1.5 Years later we ended up settling with consent orders, part of the final orders were that I retain the money set aside at the supreme court hearing.
Now a lawyer on my behalf has filled the application for costs with the supreme court under liberty to apply and the opposite lawyers are absolutely against it saying that I am barred from bring any applications against my ex and all financial matters between us were determined and basically saying I forefitted my right to apply for costs of the supreme court caveat removal application.
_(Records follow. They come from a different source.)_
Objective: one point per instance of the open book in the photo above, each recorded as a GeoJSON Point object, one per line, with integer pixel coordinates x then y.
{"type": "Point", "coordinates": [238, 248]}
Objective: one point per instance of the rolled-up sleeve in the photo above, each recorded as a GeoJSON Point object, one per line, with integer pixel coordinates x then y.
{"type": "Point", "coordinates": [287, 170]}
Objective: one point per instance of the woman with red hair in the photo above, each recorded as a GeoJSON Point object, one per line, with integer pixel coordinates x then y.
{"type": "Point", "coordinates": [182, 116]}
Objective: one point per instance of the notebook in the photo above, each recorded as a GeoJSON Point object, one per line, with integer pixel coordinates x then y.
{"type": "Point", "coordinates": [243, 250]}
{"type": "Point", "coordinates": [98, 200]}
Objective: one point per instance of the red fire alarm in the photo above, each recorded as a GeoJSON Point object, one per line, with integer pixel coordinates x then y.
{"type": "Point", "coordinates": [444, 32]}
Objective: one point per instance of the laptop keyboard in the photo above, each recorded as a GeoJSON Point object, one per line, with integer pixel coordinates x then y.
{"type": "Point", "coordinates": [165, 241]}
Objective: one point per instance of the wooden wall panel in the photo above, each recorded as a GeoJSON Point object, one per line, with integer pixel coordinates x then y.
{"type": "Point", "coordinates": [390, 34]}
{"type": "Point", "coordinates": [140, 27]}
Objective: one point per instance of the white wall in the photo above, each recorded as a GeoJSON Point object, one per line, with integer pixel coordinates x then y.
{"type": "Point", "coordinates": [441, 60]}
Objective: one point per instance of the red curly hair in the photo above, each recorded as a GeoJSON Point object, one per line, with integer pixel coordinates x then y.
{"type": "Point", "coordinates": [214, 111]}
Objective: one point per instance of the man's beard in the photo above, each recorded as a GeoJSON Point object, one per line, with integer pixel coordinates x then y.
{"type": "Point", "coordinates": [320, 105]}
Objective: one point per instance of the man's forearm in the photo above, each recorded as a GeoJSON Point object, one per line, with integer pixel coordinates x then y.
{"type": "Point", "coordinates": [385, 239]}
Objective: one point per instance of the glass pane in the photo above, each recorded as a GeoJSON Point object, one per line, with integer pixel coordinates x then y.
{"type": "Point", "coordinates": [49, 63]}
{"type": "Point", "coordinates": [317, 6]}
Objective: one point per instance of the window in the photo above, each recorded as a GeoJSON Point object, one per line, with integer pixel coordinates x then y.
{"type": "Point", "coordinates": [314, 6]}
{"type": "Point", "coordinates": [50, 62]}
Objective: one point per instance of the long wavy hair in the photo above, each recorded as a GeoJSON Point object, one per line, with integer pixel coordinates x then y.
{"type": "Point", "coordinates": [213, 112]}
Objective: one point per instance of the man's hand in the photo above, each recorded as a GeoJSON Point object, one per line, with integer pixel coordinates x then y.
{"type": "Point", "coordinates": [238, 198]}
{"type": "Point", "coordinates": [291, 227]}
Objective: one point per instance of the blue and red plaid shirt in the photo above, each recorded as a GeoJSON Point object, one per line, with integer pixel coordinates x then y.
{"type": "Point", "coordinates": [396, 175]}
The final family court orders have no mention at all of the supreme court hearing I speak off, my lawyer is not confident at all and thinks my chances are 50/50 .
I do not understand why that is, the agreement which is clearly laid out without controversy between the 2 barristers and evidenced in transcripts submitted to the court is very clear, the intentions were to return to the supreme court once the family court was resolved, surely they were aware that family court being resolved means final orders, so they cannot say that they had different intentions or meant something else from their statements.

Does anyone have experience with this type of scenario? and does anyone know any similar cases to reference and/or use as authorities? Does anyone know the actual laws that govern this scenario?

Thanks in advance

Andre
 
Last edited by a moderator:

Rod

Lawyer
LawConnect (LawTap) Verified
27 May 2014
7,820
1,072
2,894
www.hutchinsonlegal.com.au
a lawyer on my behalf has filled the application for costs with the supreme court

This is OK.

the opposite lawyers are absolutely against it

Standard practice. If there is any chance to avoid costs for their client they will try.
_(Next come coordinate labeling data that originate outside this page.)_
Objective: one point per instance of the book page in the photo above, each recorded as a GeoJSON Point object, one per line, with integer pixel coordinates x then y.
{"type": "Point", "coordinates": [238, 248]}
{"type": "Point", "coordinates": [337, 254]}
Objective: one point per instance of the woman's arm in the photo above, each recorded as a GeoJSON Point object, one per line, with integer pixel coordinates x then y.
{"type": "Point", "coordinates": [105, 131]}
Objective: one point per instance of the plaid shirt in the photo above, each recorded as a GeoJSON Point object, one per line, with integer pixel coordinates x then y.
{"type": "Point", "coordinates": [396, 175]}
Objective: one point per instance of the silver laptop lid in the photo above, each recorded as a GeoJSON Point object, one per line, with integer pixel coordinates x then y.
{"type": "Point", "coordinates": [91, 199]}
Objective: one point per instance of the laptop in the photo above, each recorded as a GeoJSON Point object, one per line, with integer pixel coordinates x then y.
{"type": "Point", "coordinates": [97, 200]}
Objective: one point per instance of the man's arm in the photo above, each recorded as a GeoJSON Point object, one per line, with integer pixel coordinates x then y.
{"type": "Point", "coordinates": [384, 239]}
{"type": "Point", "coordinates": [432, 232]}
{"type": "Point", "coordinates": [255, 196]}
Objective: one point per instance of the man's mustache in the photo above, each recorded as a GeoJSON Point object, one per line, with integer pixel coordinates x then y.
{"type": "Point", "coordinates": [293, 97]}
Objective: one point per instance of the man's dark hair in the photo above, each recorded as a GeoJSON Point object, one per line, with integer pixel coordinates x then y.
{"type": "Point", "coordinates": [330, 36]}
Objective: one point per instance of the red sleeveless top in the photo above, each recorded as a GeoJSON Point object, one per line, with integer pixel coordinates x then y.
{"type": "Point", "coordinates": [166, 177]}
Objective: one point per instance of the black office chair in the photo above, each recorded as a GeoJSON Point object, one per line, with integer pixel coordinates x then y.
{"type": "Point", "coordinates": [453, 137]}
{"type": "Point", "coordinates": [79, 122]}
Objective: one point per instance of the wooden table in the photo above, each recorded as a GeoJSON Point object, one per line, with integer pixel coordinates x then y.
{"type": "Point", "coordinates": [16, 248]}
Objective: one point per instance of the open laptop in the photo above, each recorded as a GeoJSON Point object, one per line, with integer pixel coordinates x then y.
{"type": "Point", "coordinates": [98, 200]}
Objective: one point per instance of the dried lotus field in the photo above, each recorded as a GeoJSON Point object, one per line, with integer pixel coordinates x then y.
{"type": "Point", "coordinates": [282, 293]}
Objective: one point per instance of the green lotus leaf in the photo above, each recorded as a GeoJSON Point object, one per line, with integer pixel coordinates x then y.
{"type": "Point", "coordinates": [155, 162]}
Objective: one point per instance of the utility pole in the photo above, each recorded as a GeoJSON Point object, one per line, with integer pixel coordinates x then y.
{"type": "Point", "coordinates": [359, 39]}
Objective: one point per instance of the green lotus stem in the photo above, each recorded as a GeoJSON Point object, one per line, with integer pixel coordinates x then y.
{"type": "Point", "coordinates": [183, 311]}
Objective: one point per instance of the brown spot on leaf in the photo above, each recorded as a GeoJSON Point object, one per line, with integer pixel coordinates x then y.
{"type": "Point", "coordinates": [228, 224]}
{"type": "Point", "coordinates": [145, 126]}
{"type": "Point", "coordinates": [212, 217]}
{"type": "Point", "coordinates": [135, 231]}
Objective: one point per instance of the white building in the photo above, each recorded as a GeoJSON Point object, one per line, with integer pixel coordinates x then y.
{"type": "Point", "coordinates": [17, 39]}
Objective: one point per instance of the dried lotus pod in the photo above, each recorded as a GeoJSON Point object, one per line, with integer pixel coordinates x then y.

Can't tell whether the Family Court needed to specify anything about supreme court costs. Your lawyer is the one best placed to advise you as he/she has all the paperwork.
 

andre nikatina

Active Member
29 September 2015
10
0
31
Rod,

Thank you for your reply, but it was not very helpful. Dont mean to be rude. I asked specific questions, you highlighted the obvious points that its ok to make an application and the opposing legal team will be in opposition.
I am interested in weather there is any precedents set in this type of scenario or if anyone has any first hand accounts of a similar situation.

Thank you
 

Rod

Lawyer
LawConnect (LawTap) Verified
27 May 2014
7,820
1,072
2,894
www.hutchinsonlegal.com.au
No problems, I understand your question has not been answered. Suppose it is my way of saying it is unlikely an experienced lawyer is going to want to comment on a case without seeing the actual orders. My experience (limited) with lawyers is that lawyers do not like to comment on cases they have no involvement with and even if they know of a similar case they will likely qualify the answer as saying it may not apply in your situation.
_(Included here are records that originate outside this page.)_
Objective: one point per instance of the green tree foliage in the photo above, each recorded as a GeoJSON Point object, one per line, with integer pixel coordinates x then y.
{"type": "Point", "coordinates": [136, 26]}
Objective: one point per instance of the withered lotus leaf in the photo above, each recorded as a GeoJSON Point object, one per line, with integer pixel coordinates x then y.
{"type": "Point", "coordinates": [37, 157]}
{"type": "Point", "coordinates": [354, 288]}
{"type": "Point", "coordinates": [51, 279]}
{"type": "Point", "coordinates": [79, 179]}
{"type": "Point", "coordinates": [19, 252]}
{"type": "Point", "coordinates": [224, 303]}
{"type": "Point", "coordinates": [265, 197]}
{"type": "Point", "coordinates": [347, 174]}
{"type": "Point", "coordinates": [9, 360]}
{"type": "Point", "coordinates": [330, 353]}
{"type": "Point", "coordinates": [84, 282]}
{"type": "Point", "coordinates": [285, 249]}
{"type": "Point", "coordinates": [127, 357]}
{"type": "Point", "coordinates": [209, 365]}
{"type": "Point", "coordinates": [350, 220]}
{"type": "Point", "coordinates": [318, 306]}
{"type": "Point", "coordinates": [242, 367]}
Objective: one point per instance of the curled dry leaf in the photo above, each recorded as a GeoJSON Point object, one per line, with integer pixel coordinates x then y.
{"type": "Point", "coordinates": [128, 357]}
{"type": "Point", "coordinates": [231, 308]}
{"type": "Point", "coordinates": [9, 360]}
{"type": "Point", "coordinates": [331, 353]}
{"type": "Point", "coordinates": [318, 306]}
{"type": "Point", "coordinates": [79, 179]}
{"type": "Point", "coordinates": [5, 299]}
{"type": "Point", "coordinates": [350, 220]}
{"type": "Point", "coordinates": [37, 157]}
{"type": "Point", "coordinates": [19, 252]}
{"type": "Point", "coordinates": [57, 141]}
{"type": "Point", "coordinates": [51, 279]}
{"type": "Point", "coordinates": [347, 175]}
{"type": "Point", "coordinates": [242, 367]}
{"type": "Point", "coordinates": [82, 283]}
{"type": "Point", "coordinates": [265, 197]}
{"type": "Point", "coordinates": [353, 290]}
Your first order seems quite clear. I can't see anything in your post that puts aside the first order so in theory you should be OK.

Anyway, see what some of the more experienced people say. I may be surprised!
 

Blessing

Well-Known Member
20 April 2017
70
8
224
Sydney NSW
As Rod said its hard to give a definite answer to your question. If i was looking at it from your client solicitor side

1. The order from the supreme court stated if the Family Court finds that you had an interest you get costs. This is the part where you read the wording of the orders properly, because the Family Court in your case has not made a finding, both parties have come to an agreement.

Both you and your ex (and possibly the solicitors if they were aware of the supreme court case) should have put an order addressing the issue of cost.

Your ex solicitors are also taking the view that when you signed the consent orders your forfeited your right to any further claims against your ex for property or anything related to property.